Make Fleet kibana bulk action execution async

joshdover commented 2 years ago

Currently, agent actions performed from Fleet UI go through Fleet API and are executed synchronously. This worked well for a small number of agents, but it is not scalable. In 8.4, actions were optimized in a way to introduce batching on the Fleet API side, so that the actions are executed in 10k batches. This unblocked actions for up to 50-60k selections, but it will hit a limit of Network timeout of 1 or 2 mins depending on configuration.

In order to support larger scales, we make action execution asynchronous, so that the execution is decoupled from the Fleet API call.

Changes:

the change impacts bulk actions in Fleet API: reassign, unenroll, upgrade, update tags
if selected agents <= 10k, the execution will remain sync
for larger selections, the execution will start asynchronously, and the API immediately returns
a new /action_status API is added to poll the status of actions
on action execution failures, a task is started to retry (max 3 times) from the last successful batch using Kibana Task Manager
there will be an action document created for every 10k agents like before

Previous description:

In https://github.com/elastic/kibana/issues/133388 we updated all of Kibana's logic for creating bulk actions to use a batched approach which will create a new action document for each batch of 10k agents in the full list of search results. This allows us to handle larger scales of agents >10k in these bulk actions, but it still makes the UI responsiveness slower as the number of agents a user is taking action on increases.

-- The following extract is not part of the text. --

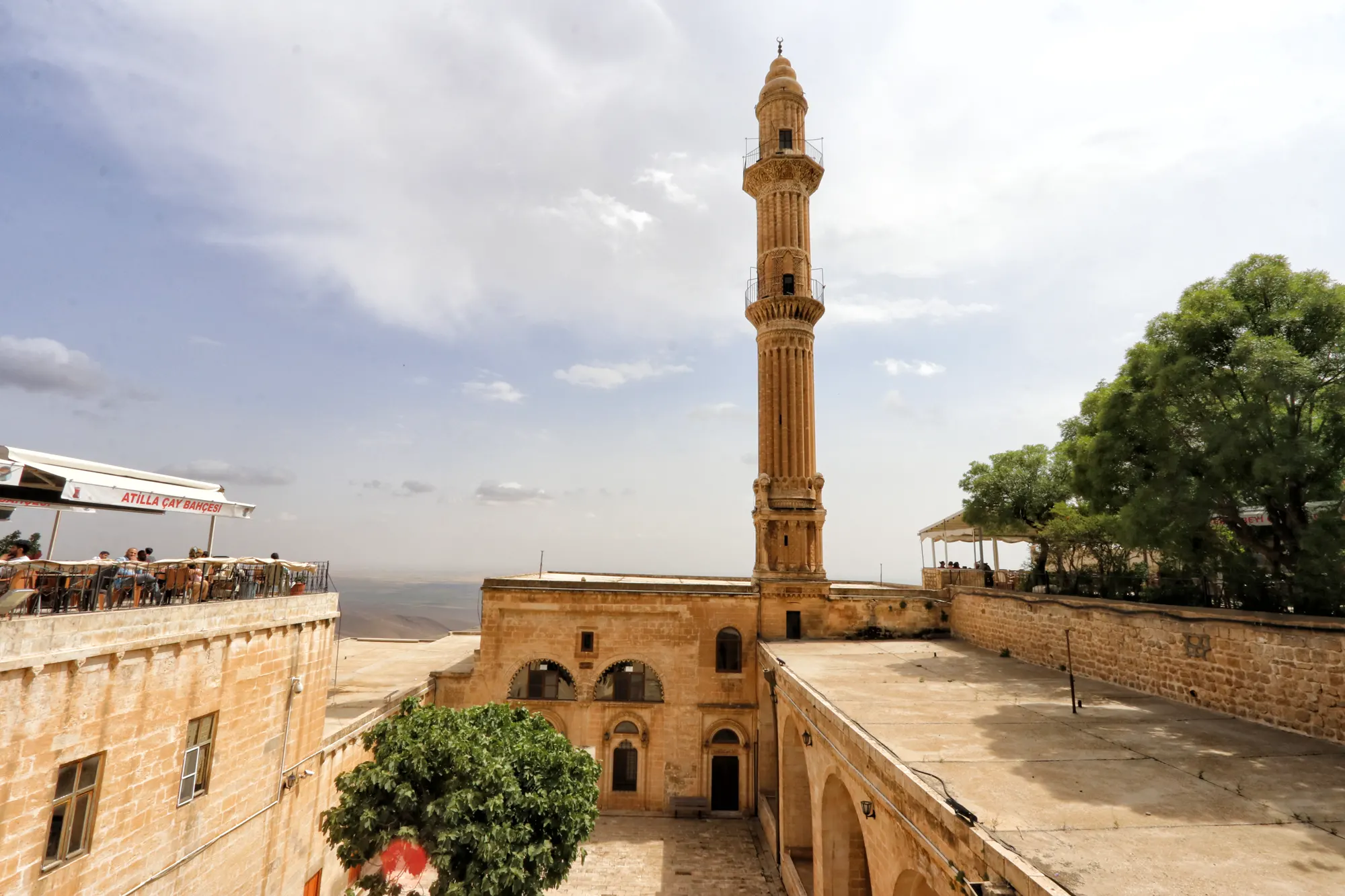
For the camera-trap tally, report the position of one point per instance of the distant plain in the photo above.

Instead, we could move to a model where Kibana creates a single document for the bulk action which includes the query parameters for the matching agents and an Elasticsearch point-in-time finder. Fleet Server could then consume this document and run the query with the PIT finder to identify the same agents that the user selected in the UI for the bulk action.

This would allow for UI snappiness at any scale and prevent any problems like proxy timeouts prevent users from taking bulk actions on very large numbers (100k+) of agents.

Challenges with this approach:

How do we handle multiple Fleet Servers?
How do we make sure the PIT finder gets closed after an appropriate amount of time?
What happens if a Fleet Server instance starts processing a bulk action that has a PIT finder that has already been closed?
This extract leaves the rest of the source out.